Managing whitebait stand structures
Under the Resource Management Act (RMA), it became illegal to build any structure on the bed of a river after 1991, unless the structure was expressly authorised. A structure could be authorised by a national environmental standard, a resource consent, or a rule in a regional plan. A regional plan is a rule book specific to a particular region, developed by the relevant regional council to manage natural resources within that region.
In 1998 when the Waikato’s first regional plan was developed, the regional council at the time decided that it did not want whitebaiters to have to meet the costs of obtaining and holding a resource consent to build whitebait stands, on the understanding that these were small structures (4 – 6 square metres) that would have no adverse effects on the environment. The regional council made these small structures a permitted activity, meaning no resource consent was required, providing all the conditions of the permitted activity rule were met (click here to view the permitted activity rule).

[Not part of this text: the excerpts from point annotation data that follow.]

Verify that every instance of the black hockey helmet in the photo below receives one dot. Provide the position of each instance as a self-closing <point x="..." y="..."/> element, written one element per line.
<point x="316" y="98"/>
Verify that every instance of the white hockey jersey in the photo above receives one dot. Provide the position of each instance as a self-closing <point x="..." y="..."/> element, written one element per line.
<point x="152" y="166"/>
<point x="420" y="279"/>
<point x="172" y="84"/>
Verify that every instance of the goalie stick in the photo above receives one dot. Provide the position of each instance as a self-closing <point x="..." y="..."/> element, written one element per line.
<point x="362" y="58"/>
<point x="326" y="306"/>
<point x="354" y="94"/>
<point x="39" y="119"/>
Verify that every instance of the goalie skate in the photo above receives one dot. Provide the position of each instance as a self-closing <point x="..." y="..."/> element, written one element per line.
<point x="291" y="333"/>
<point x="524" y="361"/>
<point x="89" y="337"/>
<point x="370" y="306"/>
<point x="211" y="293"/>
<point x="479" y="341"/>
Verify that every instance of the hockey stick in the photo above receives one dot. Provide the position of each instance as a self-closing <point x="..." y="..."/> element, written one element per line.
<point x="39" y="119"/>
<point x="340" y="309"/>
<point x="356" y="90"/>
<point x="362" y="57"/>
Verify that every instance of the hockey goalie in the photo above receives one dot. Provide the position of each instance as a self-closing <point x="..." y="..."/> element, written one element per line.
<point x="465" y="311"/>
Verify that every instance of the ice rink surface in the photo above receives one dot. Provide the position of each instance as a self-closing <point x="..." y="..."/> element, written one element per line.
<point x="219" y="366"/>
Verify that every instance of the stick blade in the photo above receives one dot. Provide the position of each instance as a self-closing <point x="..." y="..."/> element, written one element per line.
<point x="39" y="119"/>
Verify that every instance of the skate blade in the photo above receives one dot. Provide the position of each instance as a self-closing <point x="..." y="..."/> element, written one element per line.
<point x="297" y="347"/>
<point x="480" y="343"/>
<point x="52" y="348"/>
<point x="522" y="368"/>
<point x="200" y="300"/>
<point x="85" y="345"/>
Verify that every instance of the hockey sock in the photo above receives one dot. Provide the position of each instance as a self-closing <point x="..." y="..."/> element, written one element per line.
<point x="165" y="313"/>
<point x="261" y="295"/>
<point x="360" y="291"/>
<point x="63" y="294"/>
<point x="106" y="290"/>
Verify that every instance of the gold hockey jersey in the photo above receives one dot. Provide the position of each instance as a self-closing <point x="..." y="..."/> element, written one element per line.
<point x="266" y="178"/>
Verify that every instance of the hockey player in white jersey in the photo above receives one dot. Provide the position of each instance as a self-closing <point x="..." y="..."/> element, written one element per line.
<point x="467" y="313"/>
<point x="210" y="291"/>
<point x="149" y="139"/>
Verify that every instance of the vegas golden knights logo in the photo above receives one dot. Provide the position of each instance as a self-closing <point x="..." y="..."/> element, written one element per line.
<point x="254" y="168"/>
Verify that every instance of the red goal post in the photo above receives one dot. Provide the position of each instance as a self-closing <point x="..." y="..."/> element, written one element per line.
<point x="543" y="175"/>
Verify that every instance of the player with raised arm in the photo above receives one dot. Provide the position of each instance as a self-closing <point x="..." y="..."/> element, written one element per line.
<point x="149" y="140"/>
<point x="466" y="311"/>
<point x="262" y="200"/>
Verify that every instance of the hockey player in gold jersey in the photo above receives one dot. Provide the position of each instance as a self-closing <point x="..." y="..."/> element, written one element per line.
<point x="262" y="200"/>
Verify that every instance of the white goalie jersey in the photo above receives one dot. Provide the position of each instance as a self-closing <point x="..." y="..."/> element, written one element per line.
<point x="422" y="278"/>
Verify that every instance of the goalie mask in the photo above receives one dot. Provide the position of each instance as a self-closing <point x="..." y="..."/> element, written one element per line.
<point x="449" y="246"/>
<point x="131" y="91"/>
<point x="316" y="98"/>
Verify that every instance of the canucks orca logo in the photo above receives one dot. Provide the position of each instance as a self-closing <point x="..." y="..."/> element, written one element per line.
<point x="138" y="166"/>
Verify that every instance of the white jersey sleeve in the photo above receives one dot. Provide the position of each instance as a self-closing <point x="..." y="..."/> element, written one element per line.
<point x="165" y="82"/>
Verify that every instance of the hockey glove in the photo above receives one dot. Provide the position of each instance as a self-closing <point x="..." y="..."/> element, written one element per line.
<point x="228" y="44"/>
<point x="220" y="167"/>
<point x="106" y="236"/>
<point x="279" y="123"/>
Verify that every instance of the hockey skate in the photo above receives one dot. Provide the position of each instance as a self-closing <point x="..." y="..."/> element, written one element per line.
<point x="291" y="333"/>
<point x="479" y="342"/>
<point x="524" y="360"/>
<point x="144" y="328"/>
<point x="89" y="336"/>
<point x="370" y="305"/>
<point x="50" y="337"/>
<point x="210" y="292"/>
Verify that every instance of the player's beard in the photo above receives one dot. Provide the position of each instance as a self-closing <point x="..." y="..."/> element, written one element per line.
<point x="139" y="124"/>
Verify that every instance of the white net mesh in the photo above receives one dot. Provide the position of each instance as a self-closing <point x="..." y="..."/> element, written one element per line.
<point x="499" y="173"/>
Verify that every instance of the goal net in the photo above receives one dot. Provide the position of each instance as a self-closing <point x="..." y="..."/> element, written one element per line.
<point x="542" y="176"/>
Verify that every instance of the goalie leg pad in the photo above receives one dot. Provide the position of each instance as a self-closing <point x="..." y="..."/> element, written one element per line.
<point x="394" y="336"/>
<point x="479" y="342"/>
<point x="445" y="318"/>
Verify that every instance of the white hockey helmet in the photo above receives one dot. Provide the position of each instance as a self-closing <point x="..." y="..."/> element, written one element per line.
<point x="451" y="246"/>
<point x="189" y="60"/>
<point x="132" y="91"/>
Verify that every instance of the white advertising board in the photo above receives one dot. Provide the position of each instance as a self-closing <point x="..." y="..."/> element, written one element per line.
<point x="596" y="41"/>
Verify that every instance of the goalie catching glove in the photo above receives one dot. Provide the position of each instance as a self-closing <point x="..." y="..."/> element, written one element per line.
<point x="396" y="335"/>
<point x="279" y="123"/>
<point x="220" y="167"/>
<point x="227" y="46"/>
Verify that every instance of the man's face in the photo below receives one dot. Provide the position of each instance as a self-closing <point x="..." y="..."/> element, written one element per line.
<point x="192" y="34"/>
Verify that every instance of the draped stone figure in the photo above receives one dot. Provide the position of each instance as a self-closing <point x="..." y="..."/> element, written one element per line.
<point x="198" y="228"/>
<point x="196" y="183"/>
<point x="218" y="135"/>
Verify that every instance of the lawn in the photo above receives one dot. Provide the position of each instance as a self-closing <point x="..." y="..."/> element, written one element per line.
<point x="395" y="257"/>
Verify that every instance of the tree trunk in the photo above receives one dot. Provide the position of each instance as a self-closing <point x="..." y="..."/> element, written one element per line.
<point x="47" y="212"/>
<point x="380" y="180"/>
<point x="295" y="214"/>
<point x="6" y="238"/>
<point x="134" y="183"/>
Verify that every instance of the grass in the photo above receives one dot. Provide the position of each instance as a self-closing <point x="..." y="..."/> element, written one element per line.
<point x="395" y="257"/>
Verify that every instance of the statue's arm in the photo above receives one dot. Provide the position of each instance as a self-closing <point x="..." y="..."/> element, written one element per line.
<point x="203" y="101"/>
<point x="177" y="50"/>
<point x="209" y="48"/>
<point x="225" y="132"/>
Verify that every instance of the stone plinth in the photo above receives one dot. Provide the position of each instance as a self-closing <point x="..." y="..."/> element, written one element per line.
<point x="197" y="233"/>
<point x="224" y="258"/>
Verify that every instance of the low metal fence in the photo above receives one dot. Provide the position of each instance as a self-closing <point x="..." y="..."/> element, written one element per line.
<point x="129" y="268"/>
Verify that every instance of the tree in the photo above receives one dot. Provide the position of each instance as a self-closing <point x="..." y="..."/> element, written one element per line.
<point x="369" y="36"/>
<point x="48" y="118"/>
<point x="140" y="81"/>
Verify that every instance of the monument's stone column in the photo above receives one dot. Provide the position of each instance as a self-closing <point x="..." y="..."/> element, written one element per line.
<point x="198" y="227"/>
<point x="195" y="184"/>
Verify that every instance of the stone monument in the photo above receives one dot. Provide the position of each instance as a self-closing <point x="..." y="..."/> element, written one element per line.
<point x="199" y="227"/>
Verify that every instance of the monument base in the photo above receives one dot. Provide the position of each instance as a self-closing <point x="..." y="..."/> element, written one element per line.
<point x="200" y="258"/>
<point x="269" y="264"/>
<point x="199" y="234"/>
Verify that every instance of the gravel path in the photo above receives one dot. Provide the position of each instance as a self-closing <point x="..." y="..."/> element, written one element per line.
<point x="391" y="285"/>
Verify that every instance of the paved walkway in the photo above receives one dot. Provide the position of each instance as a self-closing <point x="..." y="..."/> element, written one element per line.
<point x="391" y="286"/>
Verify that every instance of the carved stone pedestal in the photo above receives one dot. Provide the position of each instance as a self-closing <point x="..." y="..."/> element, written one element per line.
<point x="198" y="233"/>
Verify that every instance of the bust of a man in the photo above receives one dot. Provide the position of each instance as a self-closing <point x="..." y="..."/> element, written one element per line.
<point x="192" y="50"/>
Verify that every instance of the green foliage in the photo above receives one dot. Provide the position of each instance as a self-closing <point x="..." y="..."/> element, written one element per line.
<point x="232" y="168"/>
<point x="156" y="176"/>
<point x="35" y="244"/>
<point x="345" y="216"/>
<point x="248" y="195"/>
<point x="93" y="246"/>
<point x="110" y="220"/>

If all of the conditions are not met, the stand may still be authorised, but the owner will need to apply for a resource consent to specifically authorise it.
One of conditions of the permitted activity rule is that you must notify Waikato Regional Council of the stand's exact location. More information on this is provided below.
We are also proposing to start a discussion with the community when we review the regional plan in a couple of year's time to work out whether the current management of whitebait stands is appropriate.
If you have a stand, or are intending to construct one, you should:
- Make sure you have legal access to the stand. The owner of the land where the stand is located has the right to refuse you permission to use or construct that stand. So,if your stand is to be on private land, you must have the permission of the land owner to put it there or to use it. Even if you access your stand by water, the stand is still attached to the bank (as the regulations require). That means you must have the land owner's permission.
- Then notify Waikato Regional Council of your stand's location. We prefer to have the correct GPS co-ordinates for your stand. Once this has been recorded you will receive an identification number for your stand. There is no cost to this notification process, and completion of our notification form [PDF, 147 KB] will help you provide us with the required information.
- Once we've recorded your details, you will receive an identification number for your stand. You should display your identification number on your stand.
- Regularly check your stand is structurally sound (not rotten, and doesn’t sway on its piles.)